Dünyaca ünlü paleoantropolog Prof. Lee Berger, ekibiyle yaptığı çalışmalar sayesinde tarih öncesi çağlarda ateşin kullanımına dair önemli kanıtlar elde ettiklerini duyurdu.
1 Aralık'ta ABD'deki Carnegie Bilim Enstitüsü'nde verdiği bir konferansta Berger, Latince adı Homo naledi olan bir primatın ateşi kullandığına dair ilk kanıtları bulduklarını aktardı.
Ekibin elde ettiği bulgular, Homo naledi'nin bir yeraltı mağara sisteminin zifiri karanlık ortamında kontrollü biçimde ateş yaktığını düşündürüyor.
Araştırmacılar, bu bulguları Güney Afrika'nın Rising Star (Yükselen Yıldız) adlı mağara sisteminde bu yaz çıktıkları keşif gezilerinde elde etti. Mağaranın içindeki geçitlerde ve odacıklarda şömine artıklarına benzeyen eski kalıntılar tespit edildi.
Bunun yanı sıra kalıntıların bulunduğu noktadaki duvarlarda islere, tavanda lekelere ve yerlerde hayvan kemiklerine rastlandı.
Halihazırda Güney Afrika'daki Witwatersrand Üniversitesi'nde görev yapan Berger, "Bu mağara sisteminin her yerinde ateşin kullanıldığını gösteren belirtiler var" diye konuştu.
Araştırmacılar bu kalıntıların Homo naledi'ye ait olduğundan emin. Zira incelenen alanlarda başka hiçbir hominid (insansı) kalıntısı bulunamadı.
Öte yandan ekip, bulunan kalıntıların yaşını henüz belirleyemedi. Dolayısıyla bulgular henüz hakemli bilimsel bir dergide yayımlanmadı.
Homo naledi, Pleistosen Devri'nde, yaklaşık 335 bin yıl önce ortaya çıkmış ve 236 bin yıl önce soyu tükenmiş arkaik bir insan türü.
Türün beyni modern insanlara göre epey küçük. Zira beyin boyutları Homo sapiens'inkinin kabaca üçte birine denk geliyor.

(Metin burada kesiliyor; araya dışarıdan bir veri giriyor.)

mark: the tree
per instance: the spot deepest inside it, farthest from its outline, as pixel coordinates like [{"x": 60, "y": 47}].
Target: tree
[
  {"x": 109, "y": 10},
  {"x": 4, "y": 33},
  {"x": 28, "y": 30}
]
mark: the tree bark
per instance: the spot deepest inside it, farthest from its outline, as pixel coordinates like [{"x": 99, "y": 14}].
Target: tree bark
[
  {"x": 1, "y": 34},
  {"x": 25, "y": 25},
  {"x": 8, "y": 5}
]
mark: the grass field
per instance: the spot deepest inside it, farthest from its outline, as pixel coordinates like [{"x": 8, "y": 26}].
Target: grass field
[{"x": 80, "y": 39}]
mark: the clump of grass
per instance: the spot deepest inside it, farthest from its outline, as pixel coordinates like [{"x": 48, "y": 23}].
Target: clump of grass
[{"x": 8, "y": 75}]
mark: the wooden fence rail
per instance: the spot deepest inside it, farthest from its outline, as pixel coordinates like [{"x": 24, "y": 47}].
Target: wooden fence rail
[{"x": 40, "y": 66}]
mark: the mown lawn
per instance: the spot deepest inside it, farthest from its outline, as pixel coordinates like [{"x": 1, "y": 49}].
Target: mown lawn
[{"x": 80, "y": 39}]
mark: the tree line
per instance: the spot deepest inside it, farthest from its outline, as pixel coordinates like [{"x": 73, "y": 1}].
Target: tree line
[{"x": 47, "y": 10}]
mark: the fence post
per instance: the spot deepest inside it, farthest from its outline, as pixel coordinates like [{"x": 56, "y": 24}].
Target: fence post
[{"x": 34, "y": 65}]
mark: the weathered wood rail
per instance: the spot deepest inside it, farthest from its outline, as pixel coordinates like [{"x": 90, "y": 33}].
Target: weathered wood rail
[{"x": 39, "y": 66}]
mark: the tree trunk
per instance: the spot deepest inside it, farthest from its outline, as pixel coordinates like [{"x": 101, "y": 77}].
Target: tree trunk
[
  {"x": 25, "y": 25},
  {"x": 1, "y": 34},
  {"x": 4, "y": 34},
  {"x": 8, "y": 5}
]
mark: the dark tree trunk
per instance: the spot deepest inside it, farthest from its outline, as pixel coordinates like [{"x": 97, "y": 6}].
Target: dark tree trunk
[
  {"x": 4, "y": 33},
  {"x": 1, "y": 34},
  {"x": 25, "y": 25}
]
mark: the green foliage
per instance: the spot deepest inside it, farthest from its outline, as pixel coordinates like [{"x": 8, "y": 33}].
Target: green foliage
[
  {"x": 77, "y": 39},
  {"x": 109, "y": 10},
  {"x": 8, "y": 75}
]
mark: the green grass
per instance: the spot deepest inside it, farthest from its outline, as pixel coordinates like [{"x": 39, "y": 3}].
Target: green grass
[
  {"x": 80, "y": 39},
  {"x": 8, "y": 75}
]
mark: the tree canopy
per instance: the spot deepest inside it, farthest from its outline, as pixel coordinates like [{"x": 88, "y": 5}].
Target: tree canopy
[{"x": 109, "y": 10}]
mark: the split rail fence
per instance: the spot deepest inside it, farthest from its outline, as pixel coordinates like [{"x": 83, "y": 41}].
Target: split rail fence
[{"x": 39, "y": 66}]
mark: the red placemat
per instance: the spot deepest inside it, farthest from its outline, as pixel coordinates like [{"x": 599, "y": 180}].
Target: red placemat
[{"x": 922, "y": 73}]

Bu yüzden ateş yakma ve ateşi kontrollü biçimde kullanma davranışının, Homo naledi için fazla karmaşık olduğu düşünülüyordu. Ancak Berger ve ekibi, söz konusu primatların ateşi kontrol edebildiğine dair kanıtların "açıkça ortada olduğunu" savunuyor.
Türün kalıntıları ilk kez 2013'te, yine Rising Star mağara sisteminde keşfedilmişti.
Ağustos ayında ise Berger ve ekibi, bu sistemde dar ve ücra odacıkları ortaya çıkarmıştı. Dahası Homo naledi bireylerinin bu odacıklarına kullandığına dair ipuçları da vardı.
Berger, "Homo naledi karanlıkta nasıl hareket edebilir? Ateş olmadan oralara giremezler. Bu son derece tehlikeli bölgelerde hareket edemezler" ifadelerini kullandı:
Ulaşımı çok zor olan bu alanlara girebilmek için biz de kafa fenerleri kullandık.
İlk keşif gezisinden sonra ekip, Drakensburg adlı bir odacığı inceledi.
Ekipte yer alan Dr. Keneiloe Molopyane, bu bölmede küçük bir ocağın kalıntılarını ve yanmış antilop kemiklerini saptadı. Molopyane'nin tespiti "paleontoloji mucizesi" diye nitelendi.
Daha sonra ise araştırmacılar, Lesedi adı verilen, "son derecede uzak" bir başka odacığı inceledi.
250 metrelik bir alanda yalnızca emekleyerek ulaşılabilen bu odacıkta da üst üste yığılmış yanık kayalar, kül ve hayvan kemikleri vardı.
"Bu sistemin alacakaranlık kuşağının ötesinde" diyen Berger, sözlerini şöyle sürdürdü:
Homo sapiens'e ait hiçbir iz yok. En derin kısımdayız, insanların hiç gitmediği yerdeyiz.
Araştırmacıların gelecekteki en büyük hedefi ise ateş kalıntılarının tarihlerini belirlemek ve bunların Homo naledi fosilleriyle aynı katmanlara ait olduğunu teyit etmek.